The country has maintained a stable liberal democratic political system under its Constitution, the world's tenth oldest, since Federation in 1901. Australia is the world's sixth oldest continuous democracy and largely operates as a two-party system in which voting is compulsory.[1][2] The Economist Intelligence Unit rated Australia a "full democracy" in 2022.[3][needs update]
Like other Westminster-style systems of government, Australia's federal system of government consists of three branches: the legislative (Parliament), the executive (the prime minister, the cabinet, other ministers, and government departments), and the judicature (the High Court of Australia and other federal courts).

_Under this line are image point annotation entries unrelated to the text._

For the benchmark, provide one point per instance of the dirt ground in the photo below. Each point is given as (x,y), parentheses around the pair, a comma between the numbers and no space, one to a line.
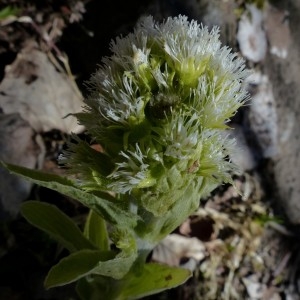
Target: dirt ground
(238,248)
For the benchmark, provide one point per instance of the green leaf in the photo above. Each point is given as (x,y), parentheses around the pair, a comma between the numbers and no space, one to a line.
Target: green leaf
(58,225)
(95,230)
(103,203)
(76,266)
(154,279)
(87,262)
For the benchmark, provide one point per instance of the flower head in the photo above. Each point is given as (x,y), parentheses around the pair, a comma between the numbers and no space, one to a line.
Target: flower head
(158,106)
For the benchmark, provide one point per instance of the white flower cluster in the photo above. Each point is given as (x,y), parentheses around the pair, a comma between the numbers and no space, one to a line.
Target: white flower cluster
(158,105)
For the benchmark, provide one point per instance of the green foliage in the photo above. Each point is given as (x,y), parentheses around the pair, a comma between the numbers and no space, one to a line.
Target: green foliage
(158,106)
(51,220)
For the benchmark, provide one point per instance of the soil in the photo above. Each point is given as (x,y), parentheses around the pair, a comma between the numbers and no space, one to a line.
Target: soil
(266,261)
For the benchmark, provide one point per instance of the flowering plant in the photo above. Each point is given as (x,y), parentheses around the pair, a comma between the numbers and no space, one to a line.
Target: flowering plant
(158,106)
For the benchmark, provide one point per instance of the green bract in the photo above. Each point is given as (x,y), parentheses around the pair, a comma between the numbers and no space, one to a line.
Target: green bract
(158,106)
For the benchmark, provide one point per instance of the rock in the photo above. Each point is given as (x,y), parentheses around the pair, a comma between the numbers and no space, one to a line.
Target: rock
(17,146)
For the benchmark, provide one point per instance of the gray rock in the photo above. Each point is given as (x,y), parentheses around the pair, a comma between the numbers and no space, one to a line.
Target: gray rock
(17,146)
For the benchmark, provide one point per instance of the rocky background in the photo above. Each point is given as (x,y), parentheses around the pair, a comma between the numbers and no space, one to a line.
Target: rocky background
(238,248)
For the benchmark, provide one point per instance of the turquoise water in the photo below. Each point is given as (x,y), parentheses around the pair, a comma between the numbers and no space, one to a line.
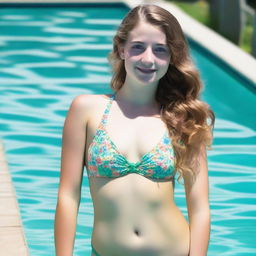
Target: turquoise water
(50,55)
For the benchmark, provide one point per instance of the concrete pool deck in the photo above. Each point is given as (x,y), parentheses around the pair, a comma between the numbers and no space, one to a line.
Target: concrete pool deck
(12,238)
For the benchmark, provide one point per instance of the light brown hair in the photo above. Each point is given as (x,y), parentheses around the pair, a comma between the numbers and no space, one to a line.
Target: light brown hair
(189,120)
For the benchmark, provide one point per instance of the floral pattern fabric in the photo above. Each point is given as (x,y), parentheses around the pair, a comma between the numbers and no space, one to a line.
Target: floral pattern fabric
(104,159)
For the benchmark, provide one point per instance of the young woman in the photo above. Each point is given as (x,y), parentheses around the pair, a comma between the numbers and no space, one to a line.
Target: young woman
(134,141)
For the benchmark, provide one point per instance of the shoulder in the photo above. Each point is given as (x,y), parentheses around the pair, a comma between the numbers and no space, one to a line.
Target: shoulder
(85,104)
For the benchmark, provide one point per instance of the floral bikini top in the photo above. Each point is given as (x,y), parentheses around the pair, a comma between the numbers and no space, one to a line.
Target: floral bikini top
(104,159)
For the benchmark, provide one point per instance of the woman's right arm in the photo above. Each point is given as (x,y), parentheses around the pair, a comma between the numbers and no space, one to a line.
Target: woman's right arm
(72,165)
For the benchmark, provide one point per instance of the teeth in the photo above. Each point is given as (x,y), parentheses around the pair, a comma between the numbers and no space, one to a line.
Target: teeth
(146,71)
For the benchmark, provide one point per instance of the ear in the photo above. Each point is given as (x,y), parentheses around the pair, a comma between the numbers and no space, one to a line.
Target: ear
(121,51)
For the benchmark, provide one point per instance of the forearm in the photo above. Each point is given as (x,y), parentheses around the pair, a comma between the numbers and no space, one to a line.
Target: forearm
(65,226)
(199,233)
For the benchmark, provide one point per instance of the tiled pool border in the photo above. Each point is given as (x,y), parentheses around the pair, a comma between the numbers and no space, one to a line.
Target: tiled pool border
(12,236)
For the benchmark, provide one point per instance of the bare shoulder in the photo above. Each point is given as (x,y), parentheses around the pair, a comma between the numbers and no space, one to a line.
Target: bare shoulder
(85,104)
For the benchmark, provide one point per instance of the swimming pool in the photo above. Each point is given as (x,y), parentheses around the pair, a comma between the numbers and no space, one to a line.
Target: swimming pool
(50,55)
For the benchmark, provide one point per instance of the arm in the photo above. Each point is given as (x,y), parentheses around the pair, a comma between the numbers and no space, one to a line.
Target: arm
(72,163)
(198,208)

The Australian government consists of the party or coalition that had majority support in the lower house and exercises both executive (as ministers) and legislative (through control of the House) power.
The federal Parliament (as defined in section 1 of the Constitution) comprises the monarch and is bicameral (has two chambers): the House of Representatives (lower house) and Senate (upper house).[4] The House of Representatives has 151 members, each representing an individual electoral district of about 165,000 people.[5] The Senate has 76 members: twelve from each of the six states and two each from Australia's internal territories, the Australian Capital Territory and Northern Territory.
Separation of powers is the principle the power of state should be shared between multiple bodies, in order to avoid the concentration of power in one entity.[6] The legislature proposes and debates laws that the executive then administers, and the judicial arbitrates cases arising from the administration of laws and common law. However, in accordance with Westminster system, there is no strict separation between the executive and legislative branches, with ministers required to also be members of the legislature.[7][8] Only the High Court can deem if a law is constitutional or not.[6]
The Australian system of government combines elements derived from the political systems of the United Kingdom (fused executive, constitutional monarchy) and the United States (federalism, written constitution, strong bicameralism), along with distinctive local features, and has therefore been characterised as a "Washminster mutation".[9][10][11]
Under the Westminster system of government which Australia has inherited from the United Kingdom ... there is no similar strict separation between legislative and executive power. On the contrary, the executive is integrated into the legislature by the requirement that the ministers responsible for the departments of government must be Members of Parliament accountable to it through such mechanisms as question time.